I will double check with the chairs what conclusion was reached on this.
I thought at the ietf92 in Dallas it was thought to become Experimental.

> Nope.  As I menotioned: distribution is not the problem.

> Huh?  The main pool currently as 105 active servers; 108 are not
> currently qualified due to operation problems or not enough sync sites.
> See
>
>   https://sks-keyservers.net/status/
> 
> pgp.mit.edu is just fine if you don't mind that it runs only on legacy
> IP.

There might be 100 of those, but those using the tools can't just let
the tools find them, so if I'm on the wrong side of the Great Firewall,
the only names I know of servers to use would be pgp.mit.edu,
keys.pgpi.net (is that still alive even?) or pgp.surfnet.nl. for
example, gpg fails:

[paul@thinkpad ~]$ gpg --recv-key 0x12345678
gpg: requesting key 0x12345678 from hkp server search.keyserver.net
gpgkeys: HTTP fetch error 6: Could not resolve host: search.keyserver.net

So from a practical point of view, for newbies there are 0 key servers
and for those who were around during Crypto War I, there are two or
three key servers. Until today, I had not even heard of
sks-keyservers.net, and I'm probably a long term, better than average
informed security user.

So in my view, distribution is a very big problem the current key
servers and tools are not handling well.

Note that I checked enigmail and it does seem  use pool.sks-keyservers.net
(also, apparently it had two different keys with ID 0x12345678)

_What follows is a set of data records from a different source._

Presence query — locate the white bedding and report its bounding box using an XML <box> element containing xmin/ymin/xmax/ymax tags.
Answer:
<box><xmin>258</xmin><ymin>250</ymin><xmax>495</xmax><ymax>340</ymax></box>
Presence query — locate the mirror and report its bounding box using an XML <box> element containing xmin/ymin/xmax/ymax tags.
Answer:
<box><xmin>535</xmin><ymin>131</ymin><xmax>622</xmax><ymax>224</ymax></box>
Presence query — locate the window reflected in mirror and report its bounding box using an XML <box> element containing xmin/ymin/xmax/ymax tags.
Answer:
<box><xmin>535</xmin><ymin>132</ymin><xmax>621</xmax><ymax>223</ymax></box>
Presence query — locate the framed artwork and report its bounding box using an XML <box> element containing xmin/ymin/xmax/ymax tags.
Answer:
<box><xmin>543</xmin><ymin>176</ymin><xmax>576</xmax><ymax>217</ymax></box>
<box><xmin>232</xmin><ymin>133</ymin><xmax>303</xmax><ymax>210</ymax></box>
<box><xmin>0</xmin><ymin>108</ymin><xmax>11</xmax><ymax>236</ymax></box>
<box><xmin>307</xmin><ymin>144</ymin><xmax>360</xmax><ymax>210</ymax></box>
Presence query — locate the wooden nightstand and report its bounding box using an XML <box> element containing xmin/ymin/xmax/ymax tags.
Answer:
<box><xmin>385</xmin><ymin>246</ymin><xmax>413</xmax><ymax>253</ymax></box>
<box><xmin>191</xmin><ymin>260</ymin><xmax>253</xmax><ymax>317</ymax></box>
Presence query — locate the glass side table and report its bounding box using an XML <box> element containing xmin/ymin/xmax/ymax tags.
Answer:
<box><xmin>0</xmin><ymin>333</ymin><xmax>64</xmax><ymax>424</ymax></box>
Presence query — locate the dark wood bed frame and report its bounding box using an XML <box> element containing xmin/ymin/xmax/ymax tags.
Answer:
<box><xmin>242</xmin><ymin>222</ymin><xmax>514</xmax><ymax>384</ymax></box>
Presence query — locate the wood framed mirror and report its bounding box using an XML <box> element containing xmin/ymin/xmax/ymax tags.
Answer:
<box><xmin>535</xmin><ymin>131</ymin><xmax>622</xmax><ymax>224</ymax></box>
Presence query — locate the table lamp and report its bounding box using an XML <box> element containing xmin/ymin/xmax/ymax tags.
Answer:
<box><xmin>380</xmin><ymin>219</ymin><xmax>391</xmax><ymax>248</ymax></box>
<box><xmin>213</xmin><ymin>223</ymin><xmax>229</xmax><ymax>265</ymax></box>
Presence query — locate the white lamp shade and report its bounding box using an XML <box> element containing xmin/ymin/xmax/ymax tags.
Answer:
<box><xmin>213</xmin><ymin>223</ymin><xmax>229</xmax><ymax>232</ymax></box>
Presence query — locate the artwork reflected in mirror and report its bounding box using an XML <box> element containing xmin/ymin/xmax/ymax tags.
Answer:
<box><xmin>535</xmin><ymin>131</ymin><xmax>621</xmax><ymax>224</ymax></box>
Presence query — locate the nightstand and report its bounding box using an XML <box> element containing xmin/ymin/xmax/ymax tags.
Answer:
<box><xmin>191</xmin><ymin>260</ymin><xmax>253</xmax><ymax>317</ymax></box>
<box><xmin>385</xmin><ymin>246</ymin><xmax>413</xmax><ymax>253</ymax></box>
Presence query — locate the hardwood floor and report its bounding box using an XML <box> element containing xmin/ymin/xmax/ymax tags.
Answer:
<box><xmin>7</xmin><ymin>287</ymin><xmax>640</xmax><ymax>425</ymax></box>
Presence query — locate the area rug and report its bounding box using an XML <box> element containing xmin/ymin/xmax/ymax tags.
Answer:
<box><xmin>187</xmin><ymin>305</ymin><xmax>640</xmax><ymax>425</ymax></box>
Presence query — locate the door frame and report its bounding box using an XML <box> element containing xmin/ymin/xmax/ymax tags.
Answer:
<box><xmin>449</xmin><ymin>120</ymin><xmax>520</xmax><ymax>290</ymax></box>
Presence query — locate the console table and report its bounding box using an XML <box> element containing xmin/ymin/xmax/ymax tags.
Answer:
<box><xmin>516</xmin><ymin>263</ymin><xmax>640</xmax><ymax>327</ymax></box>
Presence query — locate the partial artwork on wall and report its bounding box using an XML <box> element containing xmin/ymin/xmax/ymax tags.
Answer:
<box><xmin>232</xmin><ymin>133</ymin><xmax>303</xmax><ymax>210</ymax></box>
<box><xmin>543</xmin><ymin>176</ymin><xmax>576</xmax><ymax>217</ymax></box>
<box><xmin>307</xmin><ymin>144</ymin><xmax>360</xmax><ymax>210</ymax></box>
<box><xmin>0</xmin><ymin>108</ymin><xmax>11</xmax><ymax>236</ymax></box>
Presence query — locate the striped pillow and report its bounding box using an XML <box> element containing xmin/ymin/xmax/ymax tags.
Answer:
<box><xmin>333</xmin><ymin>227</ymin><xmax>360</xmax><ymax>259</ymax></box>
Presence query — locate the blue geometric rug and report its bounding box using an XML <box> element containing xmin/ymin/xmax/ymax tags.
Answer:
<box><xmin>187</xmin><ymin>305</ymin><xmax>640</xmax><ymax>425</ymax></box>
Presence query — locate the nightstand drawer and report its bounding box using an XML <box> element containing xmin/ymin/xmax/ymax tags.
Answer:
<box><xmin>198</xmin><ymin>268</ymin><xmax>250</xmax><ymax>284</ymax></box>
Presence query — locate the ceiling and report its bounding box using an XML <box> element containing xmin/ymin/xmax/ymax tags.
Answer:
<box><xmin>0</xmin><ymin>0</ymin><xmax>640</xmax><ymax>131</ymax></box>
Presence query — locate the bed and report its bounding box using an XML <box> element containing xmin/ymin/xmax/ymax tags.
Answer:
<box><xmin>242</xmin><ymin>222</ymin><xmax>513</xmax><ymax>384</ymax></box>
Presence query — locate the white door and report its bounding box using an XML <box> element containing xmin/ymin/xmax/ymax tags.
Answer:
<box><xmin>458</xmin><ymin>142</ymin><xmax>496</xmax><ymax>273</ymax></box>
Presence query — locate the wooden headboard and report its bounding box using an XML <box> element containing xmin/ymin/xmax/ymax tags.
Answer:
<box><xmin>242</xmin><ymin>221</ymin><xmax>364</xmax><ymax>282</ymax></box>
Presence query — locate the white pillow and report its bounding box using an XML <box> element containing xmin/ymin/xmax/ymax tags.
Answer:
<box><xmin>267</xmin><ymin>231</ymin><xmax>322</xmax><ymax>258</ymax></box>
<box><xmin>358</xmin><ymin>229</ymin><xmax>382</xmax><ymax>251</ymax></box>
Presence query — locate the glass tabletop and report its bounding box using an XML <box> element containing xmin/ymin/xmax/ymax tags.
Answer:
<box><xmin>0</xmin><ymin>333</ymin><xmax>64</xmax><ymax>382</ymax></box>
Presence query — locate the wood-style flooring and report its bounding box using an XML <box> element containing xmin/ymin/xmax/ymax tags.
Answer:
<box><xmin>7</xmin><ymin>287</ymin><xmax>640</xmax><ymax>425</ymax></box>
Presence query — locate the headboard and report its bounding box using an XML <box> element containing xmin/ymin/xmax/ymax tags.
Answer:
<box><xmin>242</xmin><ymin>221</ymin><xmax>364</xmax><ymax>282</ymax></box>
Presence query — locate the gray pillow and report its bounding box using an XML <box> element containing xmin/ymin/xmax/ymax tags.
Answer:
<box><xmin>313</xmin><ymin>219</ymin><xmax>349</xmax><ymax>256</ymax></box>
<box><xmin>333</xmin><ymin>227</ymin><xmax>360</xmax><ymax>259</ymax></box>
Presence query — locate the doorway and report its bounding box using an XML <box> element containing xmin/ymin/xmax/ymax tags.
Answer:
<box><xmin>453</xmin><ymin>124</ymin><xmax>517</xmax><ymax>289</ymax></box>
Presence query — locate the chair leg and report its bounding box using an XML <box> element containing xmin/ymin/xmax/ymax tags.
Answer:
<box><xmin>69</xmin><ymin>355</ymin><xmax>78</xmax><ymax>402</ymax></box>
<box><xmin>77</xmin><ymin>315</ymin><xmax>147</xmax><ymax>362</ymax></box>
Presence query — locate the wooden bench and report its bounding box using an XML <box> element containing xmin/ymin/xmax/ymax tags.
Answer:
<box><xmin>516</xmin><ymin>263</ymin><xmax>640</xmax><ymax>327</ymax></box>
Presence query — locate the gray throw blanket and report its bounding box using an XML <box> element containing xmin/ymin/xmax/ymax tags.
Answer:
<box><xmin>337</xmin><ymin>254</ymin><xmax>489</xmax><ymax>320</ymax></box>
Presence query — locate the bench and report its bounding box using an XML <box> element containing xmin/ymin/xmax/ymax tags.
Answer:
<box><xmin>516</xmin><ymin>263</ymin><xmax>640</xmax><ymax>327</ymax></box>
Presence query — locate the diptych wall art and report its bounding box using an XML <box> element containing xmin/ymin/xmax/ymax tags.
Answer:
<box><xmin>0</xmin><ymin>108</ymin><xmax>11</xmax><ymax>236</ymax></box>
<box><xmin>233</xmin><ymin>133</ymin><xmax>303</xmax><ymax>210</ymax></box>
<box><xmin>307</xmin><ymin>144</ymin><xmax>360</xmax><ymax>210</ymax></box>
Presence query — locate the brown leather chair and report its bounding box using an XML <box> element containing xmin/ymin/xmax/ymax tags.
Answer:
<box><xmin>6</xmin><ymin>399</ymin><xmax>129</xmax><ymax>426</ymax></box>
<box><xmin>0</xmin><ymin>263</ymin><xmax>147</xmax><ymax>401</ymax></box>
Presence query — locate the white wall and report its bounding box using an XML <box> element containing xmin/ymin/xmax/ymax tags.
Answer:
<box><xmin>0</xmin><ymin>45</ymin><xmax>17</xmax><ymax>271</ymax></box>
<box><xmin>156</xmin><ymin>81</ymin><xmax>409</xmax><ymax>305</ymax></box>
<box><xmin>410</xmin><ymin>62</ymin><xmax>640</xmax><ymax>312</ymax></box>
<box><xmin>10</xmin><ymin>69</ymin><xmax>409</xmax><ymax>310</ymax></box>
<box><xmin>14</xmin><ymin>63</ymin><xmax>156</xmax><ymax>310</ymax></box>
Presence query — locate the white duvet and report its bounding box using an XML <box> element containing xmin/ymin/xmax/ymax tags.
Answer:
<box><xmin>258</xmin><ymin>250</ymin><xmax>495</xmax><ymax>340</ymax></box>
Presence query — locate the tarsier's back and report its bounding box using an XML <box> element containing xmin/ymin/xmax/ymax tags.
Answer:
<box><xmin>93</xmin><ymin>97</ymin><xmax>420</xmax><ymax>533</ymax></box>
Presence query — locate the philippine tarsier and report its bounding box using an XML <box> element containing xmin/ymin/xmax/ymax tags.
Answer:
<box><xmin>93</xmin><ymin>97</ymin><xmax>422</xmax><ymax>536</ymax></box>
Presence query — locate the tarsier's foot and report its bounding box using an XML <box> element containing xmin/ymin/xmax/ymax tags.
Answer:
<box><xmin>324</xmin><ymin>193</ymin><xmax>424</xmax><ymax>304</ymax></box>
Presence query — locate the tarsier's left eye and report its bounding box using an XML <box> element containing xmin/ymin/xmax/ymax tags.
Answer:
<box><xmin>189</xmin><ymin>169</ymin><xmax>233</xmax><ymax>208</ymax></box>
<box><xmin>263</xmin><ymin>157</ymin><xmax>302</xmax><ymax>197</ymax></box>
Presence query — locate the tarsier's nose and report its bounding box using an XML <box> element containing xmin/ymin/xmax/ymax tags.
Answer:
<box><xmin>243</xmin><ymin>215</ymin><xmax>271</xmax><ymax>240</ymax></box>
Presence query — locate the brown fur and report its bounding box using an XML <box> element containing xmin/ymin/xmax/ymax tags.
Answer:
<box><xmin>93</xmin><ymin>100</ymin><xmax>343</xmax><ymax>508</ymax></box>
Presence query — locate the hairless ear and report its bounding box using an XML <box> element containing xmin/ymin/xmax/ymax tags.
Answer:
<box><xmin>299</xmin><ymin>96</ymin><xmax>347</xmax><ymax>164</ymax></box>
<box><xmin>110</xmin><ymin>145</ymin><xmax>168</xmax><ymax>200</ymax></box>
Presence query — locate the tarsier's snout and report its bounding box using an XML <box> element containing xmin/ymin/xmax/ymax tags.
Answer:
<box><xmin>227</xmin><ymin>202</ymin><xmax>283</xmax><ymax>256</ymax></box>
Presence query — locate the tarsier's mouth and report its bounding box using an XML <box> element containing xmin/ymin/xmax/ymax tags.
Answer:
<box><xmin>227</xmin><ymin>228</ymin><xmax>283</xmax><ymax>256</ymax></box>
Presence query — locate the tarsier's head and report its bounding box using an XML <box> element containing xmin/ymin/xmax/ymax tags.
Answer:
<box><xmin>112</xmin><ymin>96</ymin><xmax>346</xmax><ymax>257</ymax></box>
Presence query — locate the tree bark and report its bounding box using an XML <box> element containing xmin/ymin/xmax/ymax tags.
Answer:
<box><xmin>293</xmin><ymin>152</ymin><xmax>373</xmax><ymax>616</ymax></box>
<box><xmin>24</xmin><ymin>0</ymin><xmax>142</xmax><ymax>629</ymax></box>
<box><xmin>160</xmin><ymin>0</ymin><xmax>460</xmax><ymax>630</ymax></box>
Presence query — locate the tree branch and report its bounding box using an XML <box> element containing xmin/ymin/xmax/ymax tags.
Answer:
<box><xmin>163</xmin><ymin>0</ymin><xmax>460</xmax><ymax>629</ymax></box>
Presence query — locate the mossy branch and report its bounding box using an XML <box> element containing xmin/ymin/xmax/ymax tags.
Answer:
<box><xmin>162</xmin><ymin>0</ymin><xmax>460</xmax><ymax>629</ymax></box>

I know John Gilmore also had additional patches for gnupg to assist
with keyring discovery in the same LAN, aimed at keysigning parties, but
those patches were apparently reject and he has given up on this project.
Having been at too many failed key signing parties, that makes me sad.

Related pet peeves:

you cannot use --recv-key 0x12345678 --keyserver pool.sks-keyservers.net
(the order matters)

I'm not smart enough to remember if it is --keyserver or --key-server or
--keyservers or --key-servers, or --recvkeys or --recv-keys or --recvkey
or --recv-key. Some aliases would be really nice here.